Hedy Lamarr, born Hedwig Kiesler in Vienna on November 9, 1914, was a remarkable figure: not only was the glamorous Hollywood actress dubbed „the most beautiful woman in the world“, but in 1942 she also invented a groundbreaking technology that served as the basis for mobile communication years later.
Hedwig Kiesler gained notoriety with the world’s first nude scene in the experimental Austrian-Czech film “Ecstasy” in 1933, of which her later husband, arms manufacturer Fritz Mandl, tried to buy up all copies. Four years later the Jewish born Hedy fled to London where she met film mogul Louis B. Mayer. Mayer took her to Hollywood and renamed her Hedy Lamarr. As she had an ardent dislike of the Nazis she tried to find some way to help the Allies defeat them: together with avantgarde composer George Antheil, Lamarr designed a device which would prevent radio controlled missiles from being destroyed by enemy forces that could easily intercept and block simple radio signals. To make it impossible for the enemy to “listen in” on the signal, it would be necessary for the radio signal to hop from one frequency to another continually, much like people nowadays zap from one TV channel to another. The movements of the signal would have to be synchronized for both transmitter and receiver with the help of punched tape – Antheil had made use of this device to synchronize the 16 mechanical pianos in his composition “Ballet Mécanique” (1927).

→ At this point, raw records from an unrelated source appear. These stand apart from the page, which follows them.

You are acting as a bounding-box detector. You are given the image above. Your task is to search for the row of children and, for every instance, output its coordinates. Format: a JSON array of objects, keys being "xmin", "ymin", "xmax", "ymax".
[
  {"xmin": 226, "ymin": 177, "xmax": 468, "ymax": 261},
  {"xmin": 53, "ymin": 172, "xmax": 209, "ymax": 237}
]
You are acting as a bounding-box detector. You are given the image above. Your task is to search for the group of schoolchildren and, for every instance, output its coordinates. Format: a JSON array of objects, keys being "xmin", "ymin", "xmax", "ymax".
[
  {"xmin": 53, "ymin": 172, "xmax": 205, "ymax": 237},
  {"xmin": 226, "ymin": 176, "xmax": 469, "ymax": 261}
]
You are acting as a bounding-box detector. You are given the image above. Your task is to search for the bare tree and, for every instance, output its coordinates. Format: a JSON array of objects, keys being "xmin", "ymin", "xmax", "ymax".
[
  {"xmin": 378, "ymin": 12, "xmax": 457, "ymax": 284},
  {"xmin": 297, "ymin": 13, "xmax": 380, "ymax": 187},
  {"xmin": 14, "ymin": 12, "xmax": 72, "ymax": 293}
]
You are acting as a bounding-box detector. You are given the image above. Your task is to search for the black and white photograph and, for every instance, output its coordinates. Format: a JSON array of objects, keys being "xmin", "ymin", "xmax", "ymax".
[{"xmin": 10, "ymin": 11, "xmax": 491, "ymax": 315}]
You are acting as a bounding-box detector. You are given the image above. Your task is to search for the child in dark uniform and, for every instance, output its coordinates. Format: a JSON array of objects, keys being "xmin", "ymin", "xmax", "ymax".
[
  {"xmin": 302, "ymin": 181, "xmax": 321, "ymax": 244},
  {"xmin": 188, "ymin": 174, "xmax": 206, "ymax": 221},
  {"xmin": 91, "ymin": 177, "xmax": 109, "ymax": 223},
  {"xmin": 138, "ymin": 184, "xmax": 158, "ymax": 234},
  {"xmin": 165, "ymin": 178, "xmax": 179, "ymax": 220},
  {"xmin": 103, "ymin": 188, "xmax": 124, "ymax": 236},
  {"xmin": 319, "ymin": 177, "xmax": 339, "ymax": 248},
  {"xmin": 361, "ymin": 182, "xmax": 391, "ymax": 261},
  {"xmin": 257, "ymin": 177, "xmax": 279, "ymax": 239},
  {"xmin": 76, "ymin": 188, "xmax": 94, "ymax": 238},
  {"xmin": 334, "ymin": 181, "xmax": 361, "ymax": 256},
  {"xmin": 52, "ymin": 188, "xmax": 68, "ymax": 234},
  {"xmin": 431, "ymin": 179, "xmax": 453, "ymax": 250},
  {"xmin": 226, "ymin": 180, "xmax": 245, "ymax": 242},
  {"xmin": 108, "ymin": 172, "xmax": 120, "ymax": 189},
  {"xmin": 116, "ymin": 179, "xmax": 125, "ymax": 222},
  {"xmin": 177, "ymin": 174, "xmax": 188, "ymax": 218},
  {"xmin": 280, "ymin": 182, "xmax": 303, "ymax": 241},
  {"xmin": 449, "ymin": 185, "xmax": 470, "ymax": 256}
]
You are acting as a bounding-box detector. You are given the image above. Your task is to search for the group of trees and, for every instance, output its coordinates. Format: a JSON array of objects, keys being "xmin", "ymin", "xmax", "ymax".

On Aug 11, 1942, Hedy Lamarr was granted US Patent No. 2,292,367 for a “Secret Communication System” which was then available for study by the US military. 20 years later the patent was put into effective use by the US Navy in torpedo guidance systems, while 40 years later it was used in commercial radios. Neither Lamarr, who died on January 18, 2000, nor Antheil, who died in 1959, ever received any compensation for their patent now better known as the basis for “spread-spectrum broadcast communications technologies”. Today, after the “wireless revolution” in the 1990s, spread spectrum technology is utilized for applications as diverse as cellular phones, wireless internet, Milstar defense satellites, traffic signals, and Battlefield Combat Identification Systems.